*Trafigura, Duke Oil owe $651m in taxes, says FIRS
03 March 2016, Sweetcrude, Abuja – The former Minister of Petroleum Resources, Diezani Alison-Madueke failed to heed the summons of the House of Representative AdHoc Committee investigating the controversial oil swap deals implemented during her tenure as minister.
Meanwhile, the Federal Inland Revenue Services, FIRS, yesterday disclosed that two major oil marketers engaged by Petroleum Pricing Marketing Company, PPMC, for the crude oil for petroleum products otherwise called ‘oil swap’ failed to pay taxes worth $651 million in four years.
From the amount, Trafigura defaulted in paying taxes worth $642,536,470, while Duke Oil owes $4.7 million on imported petroleum products under the swap deal between 2010 and 2014.
This was disclosed by a Director at the FIRS, Olayemi Ajayi, gave the information while addressing the House of Representatives Ad-hoc Committee investigating oil swap agreement estimated at $24 billion.
While giving update on the activities of Customs on importation of petroleum products into the country, the Nigerian Custom Service Assistant Comptroller (Trade and Tariff) Anthony Ayalogu, informed the committee that Customs had been prohibited from participating in the verification and ascertaining the actual petroleum products imported into the country through a letter from a former Permanent Secretary in the Federal Ministry of Finance since 2008.
Worried by the security implication of the purported letter, Chairman of the Committee, Zakari Mohammed, directed that the letter is set aside immediately. He mandated the Comptroller General of Customs to verify and ascertain vessels importing petroleum products into the country.

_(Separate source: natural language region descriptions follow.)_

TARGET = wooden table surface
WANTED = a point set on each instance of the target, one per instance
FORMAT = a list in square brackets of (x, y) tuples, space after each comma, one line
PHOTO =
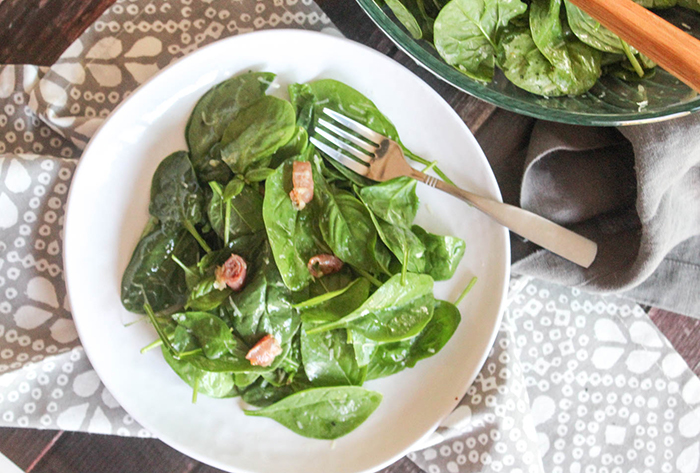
[(38, 31)]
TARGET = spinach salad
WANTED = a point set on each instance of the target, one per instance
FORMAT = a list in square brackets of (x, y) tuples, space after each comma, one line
[(550, 48), (275, 275)]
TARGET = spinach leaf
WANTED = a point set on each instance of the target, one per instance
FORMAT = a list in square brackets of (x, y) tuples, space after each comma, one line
[(348, 101), (261, 393), (329, 360), (204, 296), (403, 243), (303, 100), (588, 30), (323, 413), (548, 35), (256, 133), (442, 253), (152, 276), (390, 358), (467, 31), (216, 385), (525, 66), (576, 66), (214, 112), (406, 17), (414, 16), (331, 282), (335, 305), (264, 306), (296, 146), (294, 235), (243, 380), (394, 312), (394, 201), (212, 334), (175, 192), (345, 225), (245, 217), (363, 347)]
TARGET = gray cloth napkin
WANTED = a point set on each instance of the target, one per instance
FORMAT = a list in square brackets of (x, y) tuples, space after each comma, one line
[(567, 386), (636, 192)]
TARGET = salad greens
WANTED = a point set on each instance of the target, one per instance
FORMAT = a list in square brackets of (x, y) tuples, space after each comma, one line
[(546, 47), (223, 270)]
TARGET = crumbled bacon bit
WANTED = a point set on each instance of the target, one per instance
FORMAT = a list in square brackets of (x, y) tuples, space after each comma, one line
[(303, 184), (320, 265), (264, 352), (232, 273)]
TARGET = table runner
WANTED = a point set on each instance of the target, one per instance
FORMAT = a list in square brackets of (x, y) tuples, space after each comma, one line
[(575, 382)]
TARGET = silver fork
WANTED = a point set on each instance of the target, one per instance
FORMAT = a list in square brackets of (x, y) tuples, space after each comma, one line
[(380, 159)]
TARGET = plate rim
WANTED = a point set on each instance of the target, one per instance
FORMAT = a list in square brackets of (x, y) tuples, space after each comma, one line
[(71, 288)]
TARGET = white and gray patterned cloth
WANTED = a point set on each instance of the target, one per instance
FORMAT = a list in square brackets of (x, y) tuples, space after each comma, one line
[(575, 383)]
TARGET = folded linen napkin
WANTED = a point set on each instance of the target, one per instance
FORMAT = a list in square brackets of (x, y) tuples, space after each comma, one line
[(636, 192)]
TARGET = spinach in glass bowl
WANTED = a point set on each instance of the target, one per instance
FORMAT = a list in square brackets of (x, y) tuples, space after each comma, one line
[(543, 58)]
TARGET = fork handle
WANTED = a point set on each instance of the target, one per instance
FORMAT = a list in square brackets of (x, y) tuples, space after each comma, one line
[(539, 230)]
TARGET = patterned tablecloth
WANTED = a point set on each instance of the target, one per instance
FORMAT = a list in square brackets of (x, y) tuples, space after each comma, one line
[(575, 382)]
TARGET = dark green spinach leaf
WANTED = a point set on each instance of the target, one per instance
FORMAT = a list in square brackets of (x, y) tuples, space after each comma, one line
[(329, 360), (323, 413), (525, 66), (216, 385), (175, 192), (394, 201), (245, 217), (205, 296), (256, 133), (396, 311), (152, 276), (467, 31), (390, 358), (294, 235), (214, 111), (264, 306), (442, 253)]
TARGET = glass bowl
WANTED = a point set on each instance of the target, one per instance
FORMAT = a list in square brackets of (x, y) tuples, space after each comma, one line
[(611, 102)]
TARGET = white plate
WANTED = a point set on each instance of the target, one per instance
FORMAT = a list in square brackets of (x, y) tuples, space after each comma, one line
[(108, 208)]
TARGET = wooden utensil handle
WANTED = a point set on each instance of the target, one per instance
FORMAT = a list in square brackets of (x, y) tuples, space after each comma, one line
[(668, 46)]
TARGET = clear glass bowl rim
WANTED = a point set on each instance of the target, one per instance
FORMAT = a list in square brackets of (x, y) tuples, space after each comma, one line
[(452, 76)]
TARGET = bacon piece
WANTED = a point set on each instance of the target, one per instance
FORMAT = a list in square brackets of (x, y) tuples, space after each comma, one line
[(320, 265), (232, 273), (264, 352), (303, 184)]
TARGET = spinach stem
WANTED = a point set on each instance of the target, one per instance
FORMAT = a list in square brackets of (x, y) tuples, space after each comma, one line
[(159, 330), (195, 389), (216, 188), (185, 354), (134, 322), (632, 59), (368, 276), (187, 270), (425, 162), (404, 266), (227, 220), (151, 346), (235, 307), (322, 298), (466, 290), (329, 326), (193, 231)]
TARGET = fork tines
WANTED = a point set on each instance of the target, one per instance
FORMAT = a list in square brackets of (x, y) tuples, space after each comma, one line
[(346, 145)]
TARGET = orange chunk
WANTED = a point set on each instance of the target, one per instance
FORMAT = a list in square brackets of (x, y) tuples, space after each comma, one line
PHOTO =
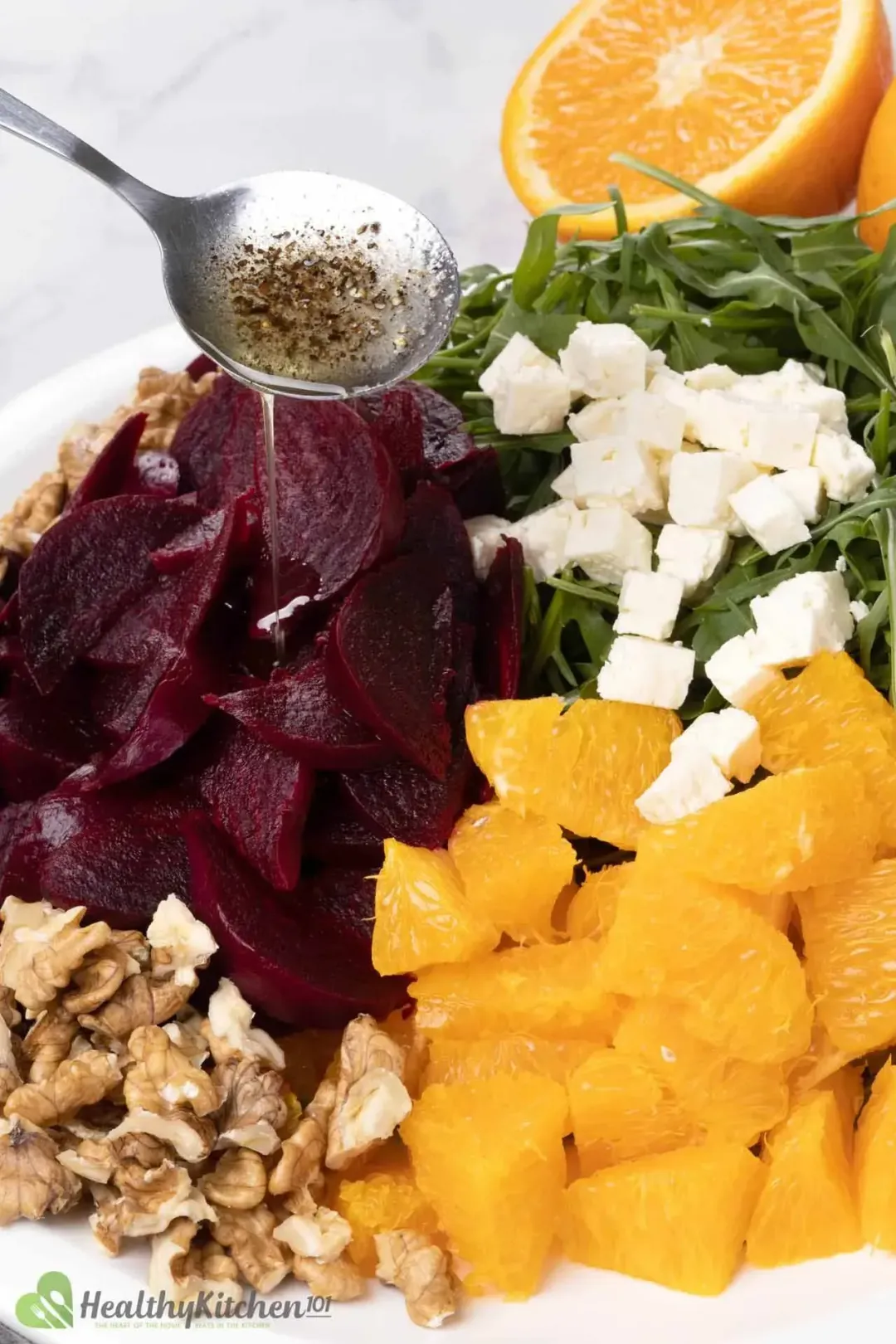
[(676, 1218), (546, 991), (422, 913), (489, 1159), (806, 1209), (512, 867), (621, 1109), (874, 1164), (727, 1098), (850, 934), (738, 980), (785, 834)]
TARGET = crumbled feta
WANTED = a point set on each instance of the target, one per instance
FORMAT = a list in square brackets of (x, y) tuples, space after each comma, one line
[(801, 617), (486, 537), (605, 359), (805, 487), (728, 737), (606, 542), (738, 670), (845, 466), (700, 485), (617, 470), (649, 605), (645, 672), (688, 784), (770, 515), (692, 554), (529, 392)]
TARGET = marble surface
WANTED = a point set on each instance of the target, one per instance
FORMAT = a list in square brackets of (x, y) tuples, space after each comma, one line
[(406, 95)]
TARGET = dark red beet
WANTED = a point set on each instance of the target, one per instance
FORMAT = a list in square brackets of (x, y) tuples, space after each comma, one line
[(299, 713), (85, 572), (500, 640), (258, 796), (390, 659), (405, 802), (289, 957)]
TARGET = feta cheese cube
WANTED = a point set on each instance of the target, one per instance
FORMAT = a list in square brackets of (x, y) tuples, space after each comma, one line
[(617, 470), (728, 737), (645, 672), (605, 359), (770, 515), (700, 485), (529, 392), (688, 784), (606, 542), (649, 605), (486, 537), (738, 671), (801, 617), (692, 554), (805, 488), (845, 466)]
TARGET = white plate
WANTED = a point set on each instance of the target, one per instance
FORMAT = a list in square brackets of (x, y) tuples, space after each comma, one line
[(824, 1301)]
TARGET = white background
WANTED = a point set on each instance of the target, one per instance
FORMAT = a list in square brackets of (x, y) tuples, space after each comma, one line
[(406, 95)]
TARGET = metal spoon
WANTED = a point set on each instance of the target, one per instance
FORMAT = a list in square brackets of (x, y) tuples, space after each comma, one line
[(366, 286)]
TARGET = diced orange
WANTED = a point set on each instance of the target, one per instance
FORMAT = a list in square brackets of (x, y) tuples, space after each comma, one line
[(423, 914), (621, 1109), (832, 713), (594, 906), (489, 1159), (850, 934), (727, 1098), (676, 1218), (785, 834), (512, 867), (876, 1161), (806, 1209), (738, 980), (546, 991)]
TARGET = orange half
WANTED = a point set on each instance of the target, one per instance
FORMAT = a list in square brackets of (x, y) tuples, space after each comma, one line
[(766, 106)]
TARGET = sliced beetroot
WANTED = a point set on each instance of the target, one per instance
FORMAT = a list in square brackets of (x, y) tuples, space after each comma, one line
[(390, 659), (288, 955), (85, 572), (297, 713), (500, 637), (405, 802), (258, 797)]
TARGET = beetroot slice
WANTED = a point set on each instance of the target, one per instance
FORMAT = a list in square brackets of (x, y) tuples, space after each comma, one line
[(85, 572), (258, 797), (406, 804), (500, 637), (289, 956), (390, 659), (299, 713)]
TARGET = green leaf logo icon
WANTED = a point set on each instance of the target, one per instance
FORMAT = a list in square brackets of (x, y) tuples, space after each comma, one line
[(50, 1307)]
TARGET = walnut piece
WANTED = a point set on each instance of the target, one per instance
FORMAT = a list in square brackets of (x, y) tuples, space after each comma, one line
[(75, 1083), (32, 1181), (247, 1234), (421, 1270), (240, 1181), (371, 1097)]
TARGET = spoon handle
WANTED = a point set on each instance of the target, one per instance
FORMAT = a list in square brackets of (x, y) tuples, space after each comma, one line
[(24, 121)]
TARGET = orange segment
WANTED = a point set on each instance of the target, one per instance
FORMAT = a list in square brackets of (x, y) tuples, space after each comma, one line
[(489, 1159), (422, 913), (806, 1209), (674, 1218), (850, 934), (768, 116), (512, 867)]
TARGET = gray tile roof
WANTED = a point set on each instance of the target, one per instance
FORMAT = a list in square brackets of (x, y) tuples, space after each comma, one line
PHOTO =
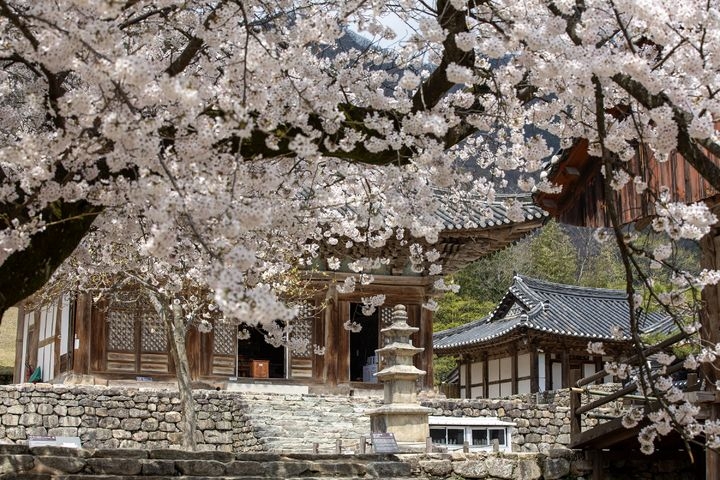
[(552, 308), (468, 213)]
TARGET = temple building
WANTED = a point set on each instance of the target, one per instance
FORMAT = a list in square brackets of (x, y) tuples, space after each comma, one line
[(537, 335), (75, 337)]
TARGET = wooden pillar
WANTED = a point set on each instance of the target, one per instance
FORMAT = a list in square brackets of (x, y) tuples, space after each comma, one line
[(710, 328), (548, 372), (565, 359), (58, 340), (34, 340), (513, 369), (331, 343), (83, 310), (318, 338), (468, 377), (712, 458), (97, 338), (19, 334), (192, 347), (710, 315), (486, 370), (534, 371), (342, 337), (598, 367), (426, 317)]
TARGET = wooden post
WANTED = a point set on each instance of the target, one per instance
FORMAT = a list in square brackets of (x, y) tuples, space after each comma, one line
[(58, 333), (331, 344), (468, 378), (548, 372), (513, 369), (18, 374), (565, 359), (575, 419), (710, 328), (486, 372), (596, 457), (712, 458), (534, 371)]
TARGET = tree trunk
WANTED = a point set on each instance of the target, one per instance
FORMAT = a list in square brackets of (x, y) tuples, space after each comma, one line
[(175, 326)]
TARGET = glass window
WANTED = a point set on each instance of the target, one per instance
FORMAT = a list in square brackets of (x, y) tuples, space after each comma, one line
[(456, 436), (479, 437), (485, 436), (438, 435), (499, 434)]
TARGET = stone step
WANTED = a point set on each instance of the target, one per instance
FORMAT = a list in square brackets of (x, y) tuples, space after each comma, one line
[(42, 476), (286, 423)]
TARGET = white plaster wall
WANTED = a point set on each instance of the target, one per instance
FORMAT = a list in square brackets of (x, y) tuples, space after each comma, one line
[(476, 372), (477, 392), (557, 375), (524, 386), (505, 368), (494, 370), (524, 365), (494, 391), (506, 389)]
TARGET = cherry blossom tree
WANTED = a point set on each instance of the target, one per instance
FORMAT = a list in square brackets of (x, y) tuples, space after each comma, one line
[(254, 129)]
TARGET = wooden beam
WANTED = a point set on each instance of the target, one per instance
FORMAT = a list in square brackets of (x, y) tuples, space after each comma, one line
[(513, 369), (331, 343), (57, 334), (548, 372), (343, 341), (534, 371), (19, 334), (486, 371), (565, 359), (468, 378), (712, 458)]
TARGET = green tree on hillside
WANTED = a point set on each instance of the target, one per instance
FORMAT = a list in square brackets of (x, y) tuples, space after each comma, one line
[(553, 256)]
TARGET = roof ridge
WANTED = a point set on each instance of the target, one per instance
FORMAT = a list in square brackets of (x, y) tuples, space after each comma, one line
[(574, 288)]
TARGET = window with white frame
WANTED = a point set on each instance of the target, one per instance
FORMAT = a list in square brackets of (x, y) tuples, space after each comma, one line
[(477, 436)]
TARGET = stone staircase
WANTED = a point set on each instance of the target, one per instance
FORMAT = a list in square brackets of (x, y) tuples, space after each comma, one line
[(61, 463), (291, 423)]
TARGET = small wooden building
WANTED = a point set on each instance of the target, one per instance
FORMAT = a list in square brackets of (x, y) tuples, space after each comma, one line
[(536, 335), (73, 335)]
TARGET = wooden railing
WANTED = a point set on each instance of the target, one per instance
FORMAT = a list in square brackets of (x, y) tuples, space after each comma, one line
[(577, 409)]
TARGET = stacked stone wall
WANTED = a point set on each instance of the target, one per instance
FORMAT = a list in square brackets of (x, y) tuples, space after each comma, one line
[(542, 421), (118, 417), (131, 417)]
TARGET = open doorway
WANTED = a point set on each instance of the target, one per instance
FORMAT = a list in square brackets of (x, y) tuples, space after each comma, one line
[(363, 362), (253, 351)]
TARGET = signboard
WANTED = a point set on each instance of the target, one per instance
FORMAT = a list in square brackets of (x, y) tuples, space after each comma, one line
[(51, 441), (384, 442)]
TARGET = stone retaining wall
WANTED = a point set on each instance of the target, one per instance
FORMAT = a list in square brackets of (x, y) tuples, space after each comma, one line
[(130, 417), (116, 417), (540, 426), (47, 463)]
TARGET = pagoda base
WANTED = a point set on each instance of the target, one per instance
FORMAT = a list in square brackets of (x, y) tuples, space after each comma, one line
[(408, 422)]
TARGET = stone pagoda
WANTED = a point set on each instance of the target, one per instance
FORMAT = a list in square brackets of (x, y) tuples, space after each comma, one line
[(401, 414)]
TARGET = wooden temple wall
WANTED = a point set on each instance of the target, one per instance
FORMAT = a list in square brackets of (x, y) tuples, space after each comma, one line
[(130, 342), (523, 371)]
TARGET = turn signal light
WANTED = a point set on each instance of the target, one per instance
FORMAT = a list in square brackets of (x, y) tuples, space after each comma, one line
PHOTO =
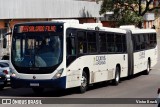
[(5, 71)]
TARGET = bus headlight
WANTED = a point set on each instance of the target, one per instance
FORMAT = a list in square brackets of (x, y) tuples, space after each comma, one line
[(58, 74)]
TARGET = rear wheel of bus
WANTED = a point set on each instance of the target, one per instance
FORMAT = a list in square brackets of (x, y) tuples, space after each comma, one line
[(37, 90), (117, 76)]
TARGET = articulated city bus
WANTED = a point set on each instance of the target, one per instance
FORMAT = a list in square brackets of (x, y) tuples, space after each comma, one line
[(64, 55)]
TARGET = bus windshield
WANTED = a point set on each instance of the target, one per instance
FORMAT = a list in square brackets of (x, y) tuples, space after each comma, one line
[(36, 49)]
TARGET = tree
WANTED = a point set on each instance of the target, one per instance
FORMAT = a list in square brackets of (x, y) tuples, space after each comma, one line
[(127, 11)]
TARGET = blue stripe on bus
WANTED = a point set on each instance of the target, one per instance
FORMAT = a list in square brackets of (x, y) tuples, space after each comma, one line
[(49, 83)]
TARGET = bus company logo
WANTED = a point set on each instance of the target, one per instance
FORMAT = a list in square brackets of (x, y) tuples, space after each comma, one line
[(6, 101), (99, 60), (142, 55), (34, 77)]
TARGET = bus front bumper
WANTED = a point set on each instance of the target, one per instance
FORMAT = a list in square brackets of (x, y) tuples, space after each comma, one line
[(49, 83)]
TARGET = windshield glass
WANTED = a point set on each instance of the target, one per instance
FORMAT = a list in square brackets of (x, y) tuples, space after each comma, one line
[(37, 49)]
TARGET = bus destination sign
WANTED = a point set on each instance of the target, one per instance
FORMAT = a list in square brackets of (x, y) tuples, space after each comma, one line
[(37, 28)]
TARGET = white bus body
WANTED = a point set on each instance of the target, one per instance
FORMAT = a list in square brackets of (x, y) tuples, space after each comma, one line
[(100, 53)]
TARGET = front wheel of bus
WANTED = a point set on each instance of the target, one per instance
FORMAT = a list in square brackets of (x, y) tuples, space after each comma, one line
[(37, 90), (117, 77), (84, 83)]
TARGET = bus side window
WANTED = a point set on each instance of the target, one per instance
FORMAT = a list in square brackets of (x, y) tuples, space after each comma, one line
[(82, 42), (71, 46)]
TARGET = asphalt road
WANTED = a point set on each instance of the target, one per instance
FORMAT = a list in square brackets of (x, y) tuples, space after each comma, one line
[(141, 86)]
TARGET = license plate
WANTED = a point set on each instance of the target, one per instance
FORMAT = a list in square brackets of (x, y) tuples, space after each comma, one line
[(34, 84), (1, 82)]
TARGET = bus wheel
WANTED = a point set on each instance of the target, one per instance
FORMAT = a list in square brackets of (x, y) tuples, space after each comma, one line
[(1, 87), (117, 77), (147, 71), (37, 90), (84, 83)]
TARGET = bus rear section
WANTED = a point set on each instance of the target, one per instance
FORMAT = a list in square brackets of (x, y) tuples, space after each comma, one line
[(37, 56)]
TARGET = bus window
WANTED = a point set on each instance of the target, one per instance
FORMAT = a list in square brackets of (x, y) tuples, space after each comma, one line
[(111, 43), (91, 38), (137, 44), (124, 43), (142, 41), (82, 42), (102, 42), (118, 42)]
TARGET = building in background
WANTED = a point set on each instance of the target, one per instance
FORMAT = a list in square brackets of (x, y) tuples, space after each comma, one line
[(17, 11)]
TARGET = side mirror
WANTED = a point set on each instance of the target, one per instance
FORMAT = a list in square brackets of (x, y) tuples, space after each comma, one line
[(4, 43)]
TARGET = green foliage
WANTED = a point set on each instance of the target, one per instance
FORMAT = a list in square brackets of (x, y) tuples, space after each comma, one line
[(129, 18), (126, 11)]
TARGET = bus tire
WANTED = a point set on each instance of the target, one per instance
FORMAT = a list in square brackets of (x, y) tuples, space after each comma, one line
[(37, 90), (147, 71), (117, 77), (84, 83)]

Mohammed also directed the former permanent secretary, who signed the exclusion letter to appear before the committee to explain the rationale behind the “love letter”.
According to him, “That letter should be set aside immediately. We believe that you have to do your job. As far as we are concerned, you are established by the Act of Parliament and cannot be stopped by a mere letter from a permanent secretary because that letter is susceptible to denial,” he said.
Former Minister of Petroleum Resources, Diezani Alison-Madueke, who was mandated to appear before the committee yesterday did not show up.
The chairman did not, however, give the committee’s position on the non-appearance. Alison-Madueke is presently standing trial in the United Kingdom on allegations bothering on money laundering and corruption. A member of the committee, Toby Okechukwu, alleged that Transfigura did not import any petroleum products into the country. According to him, the findings led to the investigative public hearing.
Okechukwu, who expressed concern over the security implication of the exclusion/suspension of Customs from its constitutional functions, argued that continuous breach of the Excise and Duties is not healthy for the Nigerian economy.
Meanwhile, Executive Chairman, FIRS, Mr. Tunde Fowler, said it had set specific strategies to increase tax collection to drive its proposed targets in 2016.
Mr. Fowler stated this in a document he signed and made available to the media in Abuja yesterday. He said the overall target was to ensure that Value Added Tax, VAT, and Corporate Income Tax, CIT, become the largest contributors to tax collection in 2016.
Fowler said in ensuring that VAT and CIT contributed more, the service would also ensure that collections from other taxes were significantly increased.
The chairman said the strategies to achieve its targets included ensuring a minimum of 90 percent compliance across all tax types and all taxpayer categories, adding that the said the service would achieve 90 per cent compliance by increased focus on sector based audits to ensure that all audit backlogs were cleared.
Fowler said FIRS would ensure maximum possible registration of taxpayers and would ensure the use of technology to block leakages and improve efficiency in collection. He said the service would strengthen tax administration by appointing new sector heads to drive compliance in the identified sectors, to improve performance management.
According to him, the service planned to improve in-house capacity building by training and re-training of staff sectors to improve working relationship with state boards of internal revenue on data sharing and joint audits.
The service, he added, would increase use of taxpayer education, publicity and enlightenment to achieve improved compliance.
The chairman said the service had begun extensive nationwide tax audit to ensure strict compliance with the provision of tax laws. Fowler added that the service also planned to carry out extensive nationwide tax compliance in 2016.